Peter Rühmkorf Foto: Ottoerich Lizenz: GNU

Wer schlechten Umgang bevorzugt, und zwar den mit guten Büchern (die einen bekanntlich fürs Leben verderben), dem empfehle ich „TABU I. Tagebücher 1989 – 1991″ des doch tatsächlich 1929 in Dortmund geborenen Peter Rühmkorf.

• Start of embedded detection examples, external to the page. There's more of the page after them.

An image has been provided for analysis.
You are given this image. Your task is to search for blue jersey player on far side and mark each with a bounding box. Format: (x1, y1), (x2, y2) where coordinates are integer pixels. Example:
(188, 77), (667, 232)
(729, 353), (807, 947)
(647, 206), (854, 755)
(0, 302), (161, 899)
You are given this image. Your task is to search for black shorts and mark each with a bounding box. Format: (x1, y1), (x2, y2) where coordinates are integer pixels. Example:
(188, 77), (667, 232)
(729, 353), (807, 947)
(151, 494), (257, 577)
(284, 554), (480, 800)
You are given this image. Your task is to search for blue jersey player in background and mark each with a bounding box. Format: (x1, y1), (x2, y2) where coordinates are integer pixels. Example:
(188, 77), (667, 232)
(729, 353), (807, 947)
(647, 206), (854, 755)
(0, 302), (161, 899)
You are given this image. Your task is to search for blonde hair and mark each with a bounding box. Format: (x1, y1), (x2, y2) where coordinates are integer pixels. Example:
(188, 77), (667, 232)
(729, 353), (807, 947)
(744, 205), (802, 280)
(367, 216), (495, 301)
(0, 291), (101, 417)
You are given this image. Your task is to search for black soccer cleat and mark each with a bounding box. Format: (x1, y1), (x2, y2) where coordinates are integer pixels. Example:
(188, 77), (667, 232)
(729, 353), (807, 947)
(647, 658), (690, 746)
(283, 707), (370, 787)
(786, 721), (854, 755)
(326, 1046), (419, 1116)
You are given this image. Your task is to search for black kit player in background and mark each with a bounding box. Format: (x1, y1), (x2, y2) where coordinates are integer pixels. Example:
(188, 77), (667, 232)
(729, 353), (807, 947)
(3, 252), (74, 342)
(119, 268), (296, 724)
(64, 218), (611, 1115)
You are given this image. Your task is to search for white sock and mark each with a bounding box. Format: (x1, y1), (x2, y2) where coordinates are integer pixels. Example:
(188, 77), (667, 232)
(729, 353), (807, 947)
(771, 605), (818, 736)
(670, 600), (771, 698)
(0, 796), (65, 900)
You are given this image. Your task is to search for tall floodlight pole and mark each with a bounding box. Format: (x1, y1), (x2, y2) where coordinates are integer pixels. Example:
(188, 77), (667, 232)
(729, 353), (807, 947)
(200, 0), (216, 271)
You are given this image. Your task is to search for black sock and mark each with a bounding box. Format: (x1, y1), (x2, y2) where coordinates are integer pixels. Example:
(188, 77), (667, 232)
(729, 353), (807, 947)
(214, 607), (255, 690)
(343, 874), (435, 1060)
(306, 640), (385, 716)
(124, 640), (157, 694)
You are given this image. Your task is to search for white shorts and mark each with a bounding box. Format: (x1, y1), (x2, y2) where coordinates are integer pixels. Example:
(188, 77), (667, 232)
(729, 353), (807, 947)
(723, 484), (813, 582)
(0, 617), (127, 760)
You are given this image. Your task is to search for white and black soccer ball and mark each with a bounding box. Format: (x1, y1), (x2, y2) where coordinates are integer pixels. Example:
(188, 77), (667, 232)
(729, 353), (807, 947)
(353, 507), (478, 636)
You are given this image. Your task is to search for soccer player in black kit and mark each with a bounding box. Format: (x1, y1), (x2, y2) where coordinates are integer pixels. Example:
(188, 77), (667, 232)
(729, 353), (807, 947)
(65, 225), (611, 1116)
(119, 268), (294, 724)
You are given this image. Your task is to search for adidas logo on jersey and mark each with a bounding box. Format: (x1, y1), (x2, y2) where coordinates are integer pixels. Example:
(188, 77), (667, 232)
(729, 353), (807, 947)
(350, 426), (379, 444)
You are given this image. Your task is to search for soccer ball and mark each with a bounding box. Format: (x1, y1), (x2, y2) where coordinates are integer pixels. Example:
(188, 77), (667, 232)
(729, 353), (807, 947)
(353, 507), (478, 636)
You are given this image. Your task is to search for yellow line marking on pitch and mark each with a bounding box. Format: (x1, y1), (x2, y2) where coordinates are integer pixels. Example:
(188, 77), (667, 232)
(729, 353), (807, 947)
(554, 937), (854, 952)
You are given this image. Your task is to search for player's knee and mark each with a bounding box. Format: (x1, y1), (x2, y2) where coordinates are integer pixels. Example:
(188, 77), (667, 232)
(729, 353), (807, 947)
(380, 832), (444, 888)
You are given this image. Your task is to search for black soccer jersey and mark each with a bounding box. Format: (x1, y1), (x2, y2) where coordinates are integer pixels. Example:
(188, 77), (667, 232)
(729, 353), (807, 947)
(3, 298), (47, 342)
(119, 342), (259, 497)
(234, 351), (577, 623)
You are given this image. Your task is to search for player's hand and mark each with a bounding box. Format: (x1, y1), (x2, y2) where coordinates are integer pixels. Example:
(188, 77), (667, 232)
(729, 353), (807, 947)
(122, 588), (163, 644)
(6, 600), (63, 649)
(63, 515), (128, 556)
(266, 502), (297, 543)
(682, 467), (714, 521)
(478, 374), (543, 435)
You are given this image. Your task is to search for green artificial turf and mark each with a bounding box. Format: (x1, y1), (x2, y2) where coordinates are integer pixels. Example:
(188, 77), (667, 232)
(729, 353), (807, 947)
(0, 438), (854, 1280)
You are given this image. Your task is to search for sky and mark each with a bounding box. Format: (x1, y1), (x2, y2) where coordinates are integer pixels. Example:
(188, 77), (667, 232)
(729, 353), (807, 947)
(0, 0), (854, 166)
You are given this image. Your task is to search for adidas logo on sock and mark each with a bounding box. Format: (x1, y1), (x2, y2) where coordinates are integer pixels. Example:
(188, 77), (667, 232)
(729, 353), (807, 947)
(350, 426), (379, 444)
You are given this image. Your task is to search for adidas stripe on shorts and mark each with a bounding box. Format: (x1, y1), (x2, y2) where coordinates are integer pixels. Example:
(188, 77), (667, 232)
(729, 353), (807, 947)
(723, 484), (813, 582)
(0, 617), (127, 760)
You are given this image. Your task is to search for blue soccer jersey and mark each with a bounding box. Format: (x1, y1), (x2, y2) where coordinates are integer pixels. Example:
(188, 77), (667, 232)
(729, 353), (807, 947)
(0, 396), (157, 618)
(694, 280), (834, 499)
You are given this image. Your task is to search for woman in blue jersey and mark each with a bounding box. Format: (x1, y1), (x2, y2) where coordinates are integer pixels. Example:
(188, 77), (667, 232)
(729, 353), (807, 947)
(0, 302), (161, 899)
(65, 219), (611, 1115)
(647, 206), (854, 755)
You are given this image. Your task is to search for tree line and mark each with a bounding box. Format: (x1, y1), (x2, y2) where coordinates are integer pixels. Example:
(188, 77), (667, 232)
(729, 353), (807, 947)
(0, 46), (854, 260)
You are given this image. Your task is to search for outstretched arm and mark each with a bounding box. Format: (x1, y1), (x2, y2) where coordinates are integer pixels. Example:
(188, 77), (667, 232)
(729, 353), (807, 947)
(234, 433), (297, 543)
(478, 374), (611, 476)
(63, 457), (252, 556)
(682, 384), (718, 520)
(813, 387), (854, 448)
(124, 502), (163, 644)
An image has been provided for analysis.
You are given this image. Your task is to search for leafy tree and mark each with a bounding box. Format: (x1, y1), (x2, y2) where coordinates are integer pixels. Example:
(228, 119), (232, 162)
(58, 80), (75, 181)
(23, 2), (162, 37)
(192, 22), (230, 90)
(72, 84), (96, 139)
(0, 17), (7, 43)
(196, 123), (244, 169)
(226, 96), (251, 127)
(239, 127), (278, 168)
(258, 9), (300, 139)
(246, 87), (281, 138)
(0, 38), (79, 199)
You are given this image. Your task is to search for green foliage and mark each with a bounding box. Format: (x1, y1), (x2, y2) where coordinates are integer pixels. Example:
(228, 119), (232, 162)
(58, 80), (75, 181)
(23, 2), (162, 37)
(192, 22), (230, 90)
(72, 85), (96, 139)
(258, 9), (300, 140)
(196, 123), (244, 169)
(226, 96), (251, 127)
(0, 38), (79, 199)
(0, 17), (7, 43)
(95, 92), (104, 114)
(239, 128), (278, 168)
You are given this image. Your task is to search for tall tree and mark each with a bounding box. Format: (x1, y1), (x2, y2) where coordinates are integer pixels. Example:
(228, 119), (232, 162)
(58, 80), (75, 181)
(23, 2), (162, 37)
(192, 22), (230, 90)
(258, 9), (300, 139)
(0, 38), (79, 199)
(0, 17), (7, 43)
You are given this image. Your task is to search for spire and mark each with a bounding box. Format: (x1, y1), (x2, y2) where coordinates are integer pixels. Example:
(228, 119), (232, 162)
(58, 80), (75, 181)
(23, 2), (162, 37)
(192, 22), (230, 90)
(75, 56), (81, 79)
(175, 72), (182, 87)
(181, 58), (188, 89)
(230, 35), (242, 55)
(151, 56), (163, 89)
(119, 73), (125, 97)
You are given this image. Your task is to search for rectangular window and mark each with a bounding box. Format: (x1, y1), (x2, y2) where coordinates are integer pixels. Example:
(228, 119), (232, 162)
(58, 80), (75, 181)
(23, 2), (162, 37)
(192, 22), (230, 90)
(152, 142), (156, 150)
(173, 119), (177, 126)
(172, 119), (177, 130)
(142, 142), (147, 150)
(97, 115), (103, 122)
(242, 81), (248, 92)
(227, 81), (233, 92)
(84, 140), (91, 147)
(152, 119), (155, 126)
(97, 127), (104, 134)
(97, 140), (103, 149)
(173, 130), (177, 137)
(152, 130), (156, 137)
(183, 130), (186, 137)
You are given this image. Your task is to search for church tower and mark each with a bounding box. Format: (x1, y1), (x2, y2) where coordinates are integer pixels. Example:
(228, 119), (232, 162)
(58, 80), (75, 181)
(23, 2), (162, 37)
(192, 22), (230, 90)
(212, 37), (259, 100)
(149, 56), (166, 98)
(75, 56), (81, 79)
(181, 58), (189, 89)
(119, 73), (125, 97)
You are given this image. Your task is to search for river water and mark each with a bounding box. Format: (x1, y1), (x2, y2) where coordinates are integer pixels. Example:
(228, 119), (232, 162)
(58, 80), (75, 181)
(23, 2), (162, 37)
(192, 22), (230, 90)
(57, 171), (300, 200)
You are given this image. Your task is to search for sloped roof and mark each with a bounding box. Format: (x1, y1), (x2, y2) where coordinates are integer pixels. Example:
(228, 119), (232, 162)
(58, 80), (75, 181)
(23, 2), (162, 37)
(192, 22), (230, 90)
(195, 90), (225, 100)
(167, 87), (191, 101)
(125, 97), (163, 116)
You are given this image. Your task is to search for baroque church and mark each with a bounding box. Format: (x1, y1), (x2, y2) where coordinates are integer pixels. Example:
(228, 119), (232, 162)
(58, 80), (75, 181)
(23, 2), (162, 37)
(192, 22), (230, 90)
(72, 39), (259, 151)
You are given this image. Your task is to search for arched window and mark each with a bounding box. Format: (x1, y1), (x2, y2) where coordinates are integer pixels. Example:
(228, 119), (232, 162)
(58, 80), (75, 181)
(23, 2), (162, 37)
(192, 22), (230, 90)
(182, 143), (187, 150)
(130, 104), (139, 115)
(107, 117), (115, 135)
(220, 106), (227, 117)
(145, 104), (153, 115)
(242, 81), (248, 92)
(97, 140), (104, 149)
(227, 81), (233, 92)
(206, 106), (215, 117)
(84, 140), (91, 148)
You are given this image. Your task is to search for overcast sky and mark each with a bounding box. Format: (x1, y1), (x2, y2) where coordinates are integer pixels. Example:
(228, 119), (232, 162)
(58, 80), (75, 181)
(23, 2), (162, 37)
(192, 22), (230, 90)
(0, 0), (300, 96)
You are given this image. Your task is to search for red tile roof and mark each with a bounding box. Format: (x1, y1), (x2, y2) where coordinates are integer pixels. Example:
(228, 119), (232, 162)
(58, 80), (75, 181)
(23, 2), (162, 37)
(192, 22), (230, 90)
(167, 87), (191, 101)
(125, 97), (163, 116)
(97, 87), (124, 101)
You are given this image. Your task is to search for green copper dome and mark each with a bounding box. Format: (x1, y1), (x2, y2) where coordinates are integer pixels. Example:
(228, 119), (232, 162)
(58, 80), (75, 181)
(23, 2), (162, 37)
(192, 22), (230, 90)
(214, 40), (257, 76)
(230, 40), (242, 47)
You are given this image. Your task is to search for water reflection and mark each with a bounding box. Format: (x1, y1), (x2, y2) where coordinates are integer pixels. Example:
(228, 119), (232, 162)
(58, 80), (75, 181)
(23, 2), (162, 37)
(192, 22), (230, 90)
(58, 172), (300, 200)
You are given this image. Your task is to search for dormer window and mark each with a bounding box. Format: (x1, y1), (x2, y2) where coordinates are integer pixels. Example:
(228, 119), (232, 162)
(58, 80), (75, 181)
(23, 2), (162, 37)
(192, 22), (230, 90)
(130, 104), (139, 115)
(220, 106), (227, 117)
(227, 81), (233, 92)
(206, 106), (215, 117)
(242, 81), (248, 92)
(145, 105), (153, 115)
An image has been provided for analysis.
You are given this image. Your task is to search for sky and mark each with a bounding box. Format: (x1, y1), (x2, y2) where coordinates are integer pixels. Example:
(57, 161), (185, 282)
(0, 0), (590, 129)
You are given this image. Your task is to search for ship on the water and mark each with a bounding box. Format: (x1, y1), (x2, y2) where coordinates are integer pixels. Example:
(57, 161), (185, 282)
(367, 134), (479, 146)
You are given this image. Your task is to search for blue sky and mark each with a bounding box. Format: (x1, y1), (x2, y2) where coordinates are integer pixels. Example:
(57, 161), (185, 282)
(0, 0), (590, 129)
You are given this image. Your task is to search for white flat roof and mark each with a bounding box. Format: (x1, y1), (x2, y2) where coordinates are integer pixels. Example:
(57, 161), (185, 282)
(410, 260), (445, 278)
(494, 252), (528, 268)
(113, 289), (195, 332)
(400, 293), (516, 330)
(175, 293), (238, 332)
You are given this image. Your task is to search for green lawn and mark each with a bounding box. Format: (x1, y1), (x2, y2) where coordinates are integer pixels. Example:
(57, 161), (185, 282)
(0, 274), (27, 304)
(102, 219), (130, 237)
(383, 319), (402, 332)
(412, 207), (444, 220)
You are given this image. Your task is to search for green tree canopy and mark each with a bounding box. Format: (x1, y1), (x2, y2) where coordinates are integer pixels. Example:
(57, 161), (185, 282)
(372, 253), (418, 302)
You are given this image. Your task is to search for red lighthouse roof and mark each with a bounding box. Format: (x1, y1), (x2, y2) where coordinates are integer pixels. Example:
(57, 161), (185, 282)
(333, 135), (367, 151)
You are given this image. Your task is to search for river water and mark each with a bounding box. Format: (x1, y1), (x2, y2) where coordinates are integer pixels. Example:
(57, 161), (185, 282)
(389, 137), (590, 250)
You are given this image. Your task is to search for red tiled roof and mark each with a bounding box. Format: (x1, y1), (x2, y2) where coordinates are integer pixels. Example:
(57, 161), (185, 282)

Die aufgeklärt-aufklärenden  Kommentare und virtuosen Gedichte des 2008 verstorbenen Schriftstellers fehlen allenthalben. Umso faszinierender ist es zu lesen, wie Rühmkorf über seine Fragmente, Aphorismen und „Einfallsquanten“ mit den Jahren 89 bis 91 auch sich selbst als politischen Kopf und begnadeten Hypochonder porträtiert. So werden seine Tagebücher zu einem tragikomischen Schelmenroman: Der Lyriker Rühmkorf als schreibender Don Quichote im Kampf mit den Windmühlen der Zeit.  Und dabei ist Rühmkorf immer hellsichtig, ein gelehrter Poet mit lakonischem Witz und artistischer Sprache.

Zitate gefällig?
„Politik? – Einfach mal eine Weile nicht hinkucken und abwarten, bis sich die ehernen Wahrheiten von heute als Blech vom Tage entlarvt haben.“
Oder: „Man soll ungeniert zu sich selbst sprechen und nicht als trüge man sein Ich wie eine Monstranz vor sich her. Manche Dichter behandeln ihre Depressionen wie rohe Eier.“

Und wenn man’s gelesen und genossen hat. Na, einfach TABU II und ein Glaserl Wein zur Hand nehmen und ab geht die Retro-Reise in die Jahre 1971 – 72.

 

Easy Thinking mit Richard David Precht – Der Philosoph als heimsuchender Sozialarbeiter

Richard David Precht © Raimond Spekking / CC-BY-SA-3.0 (via Wikimedia Commons)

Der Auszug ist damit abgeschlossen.